Juvenile myelomonocytic leukemia (JMML) is a deadly pediatric cancer characterized by splenomegaly, excessive accumulation of monocytes/macrophages and myelodysplastic features. Mutations in the RAS pathway are the major drivers, with NF1 loss-of-function (NF1^LOF) mutations found in up to 20% of patients who experience particularly dismal outcomes. Neurofibromin1 (NF1) gene negatively regulates RAS/MAPK/PI3K pathways by converting active Ras-GTP to inactive Ras-GDP to control proliferation/differentiation of immature myeloid cells (Side et al., 1998). In JMML patients, NF1mutations results in either termination of protein translation or translation of truncated, non-functional protein that upregulates the RAS pathway. Hematopoietic stem cell transplantation is the only curative option, but relapse occurs in ~50% of patients. Therefore, there is an urgent need for novel therapeutic strategies. However, to date, clarifying the mechanism of disease development has been challenging due to low patients’ sample availability and lack of reliable humanized animal models which are the gold standard for studying rare diseases.

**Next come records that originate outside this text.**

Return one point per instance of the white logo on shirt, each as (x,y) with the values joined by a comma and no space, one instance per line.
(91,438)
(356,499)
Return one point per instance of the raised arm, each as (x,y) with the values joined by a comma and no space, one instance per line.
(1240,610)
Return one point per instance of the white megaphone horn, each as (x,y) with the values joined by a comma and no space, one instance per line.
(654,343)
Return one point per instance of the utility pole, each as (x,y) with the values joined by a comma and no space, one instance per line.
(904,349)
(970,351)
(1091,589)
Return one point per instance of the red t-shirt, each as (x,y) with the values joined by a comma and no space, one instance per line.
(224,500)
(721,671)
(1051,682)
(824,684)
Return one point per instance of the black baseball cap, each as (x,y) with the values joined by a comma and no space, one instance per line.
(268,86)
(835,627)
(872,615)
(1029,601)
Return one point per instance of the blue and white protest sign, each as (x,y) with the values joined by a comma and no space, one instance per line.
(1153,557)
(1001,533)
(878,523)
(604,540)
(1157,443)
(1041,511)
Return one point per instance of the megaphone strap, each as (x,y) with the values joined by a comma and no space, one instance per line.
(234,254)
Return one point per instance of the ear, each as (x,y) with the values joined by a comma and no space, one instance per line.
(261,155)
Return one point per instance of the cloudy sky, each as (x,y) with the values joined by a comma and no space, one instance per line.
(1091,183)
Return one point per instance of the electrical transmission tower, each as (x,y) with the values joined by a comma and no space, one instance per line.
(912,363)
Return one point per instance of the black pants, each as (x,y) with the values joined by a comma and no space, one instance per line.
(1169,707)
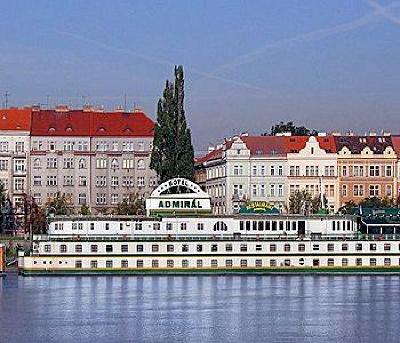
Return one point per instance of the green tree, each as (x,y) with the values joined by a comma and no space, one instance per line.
(132,206)
(173,153)
(290,127)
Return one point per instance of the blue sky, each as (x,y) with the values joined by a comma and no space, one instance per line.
(330,65)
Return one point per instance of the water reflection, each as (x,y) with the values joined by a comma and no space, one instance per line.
(200,309)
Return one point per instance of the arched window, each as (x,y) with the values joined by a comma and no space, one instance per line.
(114,164)
(220,226)
(141,164)
(82,163)
(36,163)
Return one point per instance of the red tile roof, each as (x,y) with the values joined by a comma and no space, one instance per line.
(15,119)
(83,123)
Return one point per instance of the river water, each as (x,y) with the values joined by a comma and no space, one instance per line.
(200,309)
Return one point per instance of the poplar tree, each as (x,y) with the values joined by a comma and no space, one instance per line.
(172,154)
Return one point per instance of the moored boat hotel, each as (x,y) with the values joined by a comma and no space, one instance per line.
(192,240)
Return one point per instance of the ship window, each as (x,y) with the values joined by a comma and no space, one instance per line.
(220,226)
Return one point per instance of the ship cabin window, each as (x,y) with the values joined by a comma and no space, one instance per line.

While there has been some success in developing transgenic (Nf1^LOF) and xenograft (Ptpn11, Nras, and Kras mutated) murine models of JMML (Liu et al., 2016, Krombholz et al., 2016, Yoshimi et al., 2017), there is still a need for a reliable preclinical humanized model. We used CRISPR/Cas9 to create NF1^LOF in healthy juvenile hematopoietic stem and progenitor cells (HSPCs). We knocked out (KO) the human NF1 gene in HSPCs from healthy donor umbilical cord blood (UCBs) by designing single guide RNAs targeting NF1 Exon 2 to mimic the loss of protein function found in cells of JMML patients. We consistently obtained KO scores of ~85% in modified UCB HSPCs (Fig.1A). We confirmed the loss of full-length NF1 protein and presence of a truncated protein in the modified cells by western blot. Additionally, we observed significant hypersensitivity of NF1-KO cells to GM-CSF in colony-forming unit assays in vitro, a unique characteristic feature of JMML patient cells (Emanuel et al., 1991).

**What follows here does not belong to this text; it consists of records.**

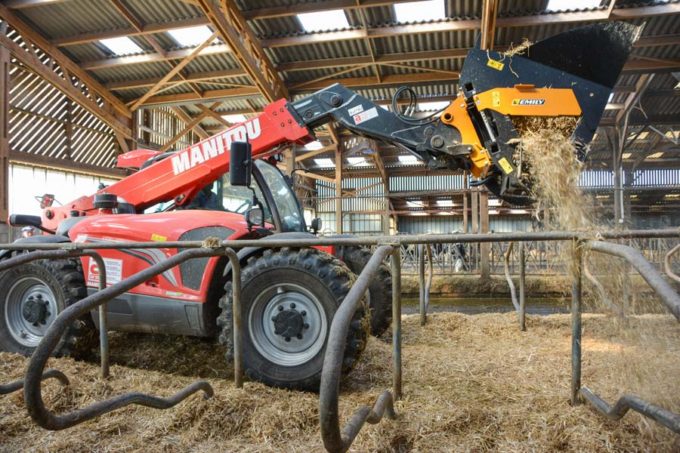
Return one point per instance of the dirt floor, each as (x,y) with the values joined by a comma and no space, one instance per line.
(471,383)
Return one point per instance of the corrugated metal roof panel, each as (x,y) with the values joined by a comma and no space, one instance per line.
(62,19)
(157,11)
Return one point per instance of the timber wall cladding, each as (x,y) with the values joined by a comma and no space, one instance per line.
(45,122)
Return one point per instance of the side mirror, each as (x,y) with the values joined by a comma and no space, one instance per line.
(254,216)
(240,164)
(46,201)
(25,220)
(316,225)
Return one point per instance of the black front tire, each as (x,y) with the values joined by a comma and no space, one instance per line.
(379,290)
(32,297)
(306,285)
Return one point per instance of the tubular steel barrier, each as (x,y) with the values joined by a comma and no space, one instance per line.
(667,264)
(520,305)
(669,297)
(600,289)
(334,438)
(19,384)
(511,284)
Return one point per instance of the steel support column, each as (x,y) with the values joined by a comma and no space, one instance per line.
(485,249)
(338,189)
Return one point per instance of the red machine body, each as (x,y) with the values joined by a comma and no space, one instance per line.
(183,175)
(165,226)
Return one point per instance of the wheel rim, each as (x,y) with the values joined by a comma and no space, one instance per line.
(287,324)
(30,309)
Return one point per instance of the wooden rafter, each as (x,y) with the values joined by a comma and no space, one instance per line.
(474,24)
(136,22)
(31,60)
(216,116)
(173,72)
(30,35)
(195,77)
(314,153)
(182,115)
(232,27)
(194,122)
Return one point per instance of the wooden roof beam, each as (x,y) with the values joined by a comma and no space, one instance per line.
(474,24)
(23,4)
(31,60)
(29,34)
(228,21)
(173,72)
(190,78)
(184,116)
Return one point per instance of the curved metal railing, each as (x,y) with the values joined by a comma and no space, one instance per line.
(32,388)
(669,297)
(667,263)
(334,439)
(19,383)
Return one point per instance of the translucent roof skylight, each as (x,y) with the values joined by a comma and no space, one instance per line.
(190,36)
(121,46)
(408,159)
(312,146)
(420,11)
(324,20)
(562,5)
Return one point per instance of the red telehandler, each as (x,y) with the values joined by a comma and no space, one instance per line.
(289,296)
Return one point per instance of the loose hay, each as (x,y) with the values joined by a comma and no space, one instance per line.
(471,383)
(553,173)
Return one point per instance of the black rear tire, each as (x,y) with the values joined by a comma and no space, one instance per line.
(33,295)
(282,292)
(379,291)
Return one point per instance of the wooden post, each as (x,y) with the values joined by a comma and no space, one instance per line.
(338,189)
(485,248)
(4,127)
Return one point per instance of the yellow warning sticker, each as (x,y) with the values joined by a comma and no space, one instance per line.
(497,65)
(496,98)
(505,165)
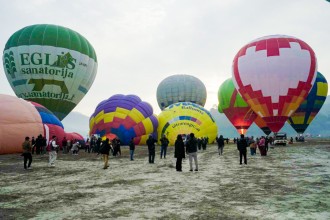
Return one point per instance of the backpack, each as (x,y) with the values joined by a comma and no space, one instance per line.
(48,148)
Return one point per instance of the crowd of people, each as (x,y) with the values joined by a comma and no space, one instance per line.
(184,145)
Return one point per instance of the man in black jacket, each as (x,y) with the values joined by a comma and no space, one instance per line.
(241,146)
(151,148)
(192,151)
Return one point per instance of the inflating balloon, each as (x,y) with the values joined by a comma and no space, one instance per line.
(125,116)
(262,125)
(185,118)
(274,75)
(52,125)
(181,88)
(238,112)
(18,119)
(50,65)
(307,111)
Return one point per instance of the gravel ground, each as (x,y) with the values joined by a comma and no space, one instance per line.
(292,182)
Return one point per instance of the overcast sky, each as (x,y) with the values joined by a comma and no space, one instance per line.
(140,43)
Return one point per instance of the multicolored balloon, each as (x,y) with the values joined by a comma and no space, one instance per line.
(126,116)
(309,108)
(52,125)
(274,75)
(262,125)
(181,88)
(51,65)
(231,103)
(185,118)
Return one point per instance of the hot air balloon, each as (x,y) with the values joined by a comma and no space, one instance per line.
(180,88)
(274,75)
(51,65)
(18,119)
(52,125)
(309,108)
(185,118)
(262,125)
(238,112)
(125,116)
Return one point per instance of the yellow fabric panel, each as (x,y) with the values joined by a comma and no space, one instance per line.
(298,119)
(122,110)
(147,125)
(144,139)
(310,119)
(322,89)
(120,115)
(136,115)
(108,117)
(99,117)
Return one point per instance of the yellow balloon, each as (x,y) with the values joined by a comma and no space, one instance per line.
(185,118)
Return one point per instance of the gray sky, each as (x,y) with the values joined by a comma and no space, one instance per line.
(139,43)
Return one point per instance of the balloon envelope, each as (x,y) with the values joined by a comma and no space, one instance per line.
(18,119)
(238,112)
(274,75)
(181,88)
(126,116)
(185,118)
(51,65)
(309,108)
(52,125)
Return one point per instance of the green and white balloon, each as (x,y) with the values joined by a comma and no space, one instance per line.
(51,65)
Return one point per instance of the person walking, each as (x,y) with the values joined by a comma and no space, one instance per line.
(221,144)
(104,150)
(253,146)
(164,143)
(39,144)
(27,148)
(241,147)
(192,151)
(262,146)
(87,146)
(33,145)
(179,152)
(64,145)
(52,151)
(131,148)
(151,148)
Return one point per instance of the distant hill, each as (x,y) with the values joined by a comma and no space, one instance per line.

Thereafter, we assessed the ability of NF1-KO HSPCs to initiate leukemia in humanized immunodeficient NSG-SGM3 neonates. We performed intrahepatic transplantation of the NF1^LOF UCBs at post-natal days 2-4. We observed signs of leukemia (including weight loss, weakness, monocytosis in blood, anemia, enlarged spleen and liver) in all mice transplanted with modified NF1-KO cells, with a median survival of 5 weeks (Fig.1B). Significant splenomegaly was observed in all leukemic mice, along with the abrogation of lymphocyte production and an accumulation of myeloid cells (CD33^+, CD13⁺, CD33⁺CD13⁺, CD14⁺, CD16⁺ and CD14⁺CD16⁺) and NK cells (CD56^+/BrightCD16⁺) in the bone marrow and spleen of all leukemic mice, as observed by flow cytometry. This phenotype is consistent with that observed in patient-derived xenograft models of JMML (Krombholz et al., 2016). Extensive leukemia infiltration was also observed in liver and lungs, similar to what is observed in JMML patients. We are currently assessing the long-term leukemia initiation potential of CRISPR-modified NF1-KO cells through secondary transplants.

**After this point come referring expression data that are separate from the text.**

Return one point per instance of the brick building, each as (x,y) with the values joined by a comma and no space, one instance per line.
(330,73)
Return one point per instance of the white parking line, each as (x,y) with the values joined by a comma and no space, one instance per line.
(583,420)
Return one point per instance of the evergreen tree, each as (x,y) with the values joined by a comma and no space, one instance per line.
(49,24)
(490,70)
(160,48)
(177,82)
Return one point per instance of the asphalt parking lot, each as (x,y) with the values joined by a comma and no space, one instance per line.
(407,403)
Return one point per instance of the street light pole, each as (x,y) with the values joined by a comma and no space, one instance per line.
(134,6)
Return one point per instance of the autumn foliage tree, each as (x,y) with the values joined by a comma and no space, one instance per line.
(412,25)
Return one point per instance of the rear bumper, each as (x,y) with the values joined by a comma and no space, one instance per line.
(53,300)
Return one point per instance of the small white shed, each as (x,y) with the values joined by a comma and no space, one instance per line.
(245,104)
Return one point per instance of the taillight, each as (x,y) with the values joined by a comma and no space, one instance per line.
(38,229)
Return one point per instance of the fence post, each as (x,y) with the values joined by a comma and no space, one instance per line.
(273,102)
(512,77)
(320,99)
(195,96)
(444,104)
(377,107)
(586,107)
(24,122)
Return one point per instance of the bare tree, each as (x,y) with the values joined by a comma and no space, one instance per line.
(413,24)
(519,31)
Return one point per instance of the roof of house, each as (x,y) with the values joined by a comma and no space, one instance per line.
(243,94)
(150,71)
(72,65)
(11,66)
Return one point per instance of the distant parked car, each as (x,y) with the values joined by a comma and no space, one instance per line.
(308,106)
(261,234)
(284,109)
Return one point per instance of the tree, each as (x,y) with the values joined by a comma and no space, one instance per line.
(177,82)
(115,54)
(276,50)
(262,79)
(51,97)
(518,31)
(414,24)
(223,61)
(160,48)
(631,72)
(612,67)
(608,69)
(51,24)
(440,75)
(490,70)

In conclusion, we have successfully developed a novel humanized mouse model of JMML carrying NF1^LOF mutation using CRISPR/Cas9 genome editing technology, with features (splenomegaly, monocytosis, and GM-CSF hypersensitivity) that have been reported as unique characteristics of this disease. This provides a new tool to investigate mechanisms of disease development, epigenetic dysregulation pathways, and to ultimately identify potential targets and test therapeutic interventions.

No relevant conflicts of interest to declare.